The problem also is that – despite knowing I have been experiencing hemiplegia instead of “normal” migraines since I was at least 17 – I still readily forget they still have to be treated the same. Not with medication: I mean in how they’re dealt with.
Today, because of this, I ended up blacking out all day. The closest I can describe it is like being seriously generous with Xanax, or Valium, and you are entirely unable to keep your eyes open. You might come round for a few seconds, but then off you go again. Rather like with General Anaesthetic, after the surgery. It took my mother to point out this was exactly my behaviour with “normal” migraines – and given the long-term stress, the extremely low isobars, the fact I’m under wheelchair-inflicted house arrest, it was obvious this was what was happening again.
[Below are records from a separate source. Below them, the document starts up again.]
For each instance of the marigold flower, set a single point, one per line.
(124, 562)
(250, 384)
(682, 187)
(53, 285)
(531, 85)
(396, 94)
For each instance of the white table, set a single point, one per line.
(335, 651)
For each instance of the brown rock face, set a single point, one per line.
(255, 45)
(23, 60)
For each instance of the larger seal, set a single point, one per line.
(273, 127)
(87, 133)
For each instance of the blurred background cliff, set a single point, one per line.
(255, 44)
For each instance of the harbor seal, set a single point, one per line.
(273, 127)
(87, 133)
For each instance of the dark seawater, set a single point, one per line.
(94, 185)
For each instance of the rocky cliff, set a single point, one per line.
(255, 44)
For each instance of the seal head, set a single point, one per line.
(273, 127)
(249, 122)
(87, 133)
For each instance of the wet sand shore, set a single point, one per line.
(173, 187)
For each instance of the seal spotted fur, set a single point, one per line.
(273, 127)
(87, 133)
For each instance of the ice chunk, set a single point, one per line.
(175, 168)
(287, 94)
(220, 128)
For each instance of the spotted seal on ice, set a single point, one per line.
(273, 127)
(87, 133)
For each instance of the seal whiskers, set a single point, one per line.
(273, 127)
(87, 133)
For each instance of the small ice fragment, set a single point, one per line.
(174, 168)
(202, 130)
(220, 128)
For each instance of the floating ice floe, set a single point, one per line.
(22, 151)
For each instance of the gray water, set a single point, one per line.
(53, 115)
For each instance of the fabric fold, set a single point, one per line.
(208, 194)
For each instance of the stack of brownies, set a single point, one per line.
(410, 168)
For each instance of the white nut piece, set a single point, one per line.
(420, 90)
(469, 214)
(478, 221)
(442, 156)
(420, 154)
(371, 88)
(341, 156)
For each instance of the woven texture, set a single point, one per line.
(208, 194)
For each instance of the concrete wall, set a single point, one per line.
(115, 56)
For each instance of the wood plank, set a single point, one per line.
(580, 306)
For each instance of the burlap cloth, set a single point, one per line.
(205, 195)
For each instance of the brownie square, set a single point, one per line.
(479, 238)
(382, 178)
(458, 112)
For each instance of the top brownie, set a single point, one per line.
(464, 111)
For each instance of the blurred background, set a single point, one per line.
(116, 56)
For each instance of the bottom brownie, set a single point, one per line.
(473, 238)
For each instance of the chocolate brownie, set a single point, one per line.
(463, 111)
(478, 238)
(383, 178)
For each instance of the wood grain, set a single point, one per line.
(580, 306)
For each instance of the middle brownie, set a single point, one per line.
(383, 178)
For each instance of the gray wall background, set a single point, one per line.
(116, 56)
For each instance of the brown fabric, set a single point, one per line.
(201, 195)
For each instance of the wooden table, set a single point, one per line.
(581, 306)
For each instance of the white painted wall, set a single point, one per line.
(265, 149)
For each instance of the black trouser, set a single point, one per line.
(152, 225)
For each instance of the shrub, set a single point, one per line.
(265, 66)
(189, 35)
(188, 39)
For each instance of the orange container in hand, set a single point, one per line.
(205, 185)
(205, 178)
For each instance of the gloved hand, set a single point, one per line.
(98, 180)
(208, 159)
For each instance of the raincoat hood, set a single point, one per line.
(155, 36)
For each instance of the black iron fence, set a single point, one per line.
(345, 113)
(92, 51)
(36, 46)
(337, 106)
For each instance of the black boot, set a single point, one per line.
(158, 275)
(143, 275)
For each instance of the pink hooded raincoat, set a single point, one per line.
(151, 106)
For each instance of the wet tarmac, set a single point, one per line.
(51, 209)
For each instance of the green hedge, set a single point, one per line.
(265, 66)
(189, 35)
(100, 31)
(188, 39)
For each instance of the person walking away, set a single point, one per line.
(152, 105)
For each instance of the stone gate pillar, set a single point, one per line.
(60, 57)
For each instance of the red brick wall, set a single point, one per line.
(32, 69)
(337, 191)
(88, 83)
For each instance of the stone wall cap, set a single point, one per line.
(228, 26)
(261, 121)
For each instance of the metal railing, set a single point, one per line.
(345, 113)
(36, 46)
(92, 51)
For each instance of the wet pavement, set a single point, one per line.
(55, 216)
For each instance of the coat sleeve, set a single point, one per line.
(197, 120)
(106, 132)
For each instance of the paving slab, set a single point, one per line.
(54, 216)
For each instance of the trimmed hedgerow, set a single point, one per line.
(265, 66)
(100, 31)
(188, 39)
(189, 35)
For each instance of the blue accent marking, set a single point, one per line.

The severe hemiplegia I suffered yesterday was a testament more than anything to that.
It had now made me realise just how seriously I have to treat this – just like I used to treat my migraines when I was young.
I have suffered from them since I was 8 years old. They became more severe from when I was 10. They really hit their stride between about 12 and 15 – and the fact that was the most stressful time of my life (until now) shows testament as to how much stress is a great trigger for them. The Triptans didn’t turn up (well, in north Wales at least) until I was 17, and they were a godsend… but only for “normal” migraines. In Hemiplegic Migraine they can make them worse, or put you at risk of a stroke. So they’re not really that much help.
What has always been some help is mentality…. Kindness and understanding, allowing yourself the time to go through it and recover without expecting anything more than you can give. The next time this happens, I won’t be so scared. I’m a veteran – even Master – migraine-enduring warrior, so I don’t even have to learn anything new. Just go back to what I know.
It saves an awful lot of time and brain-space, I can tell you.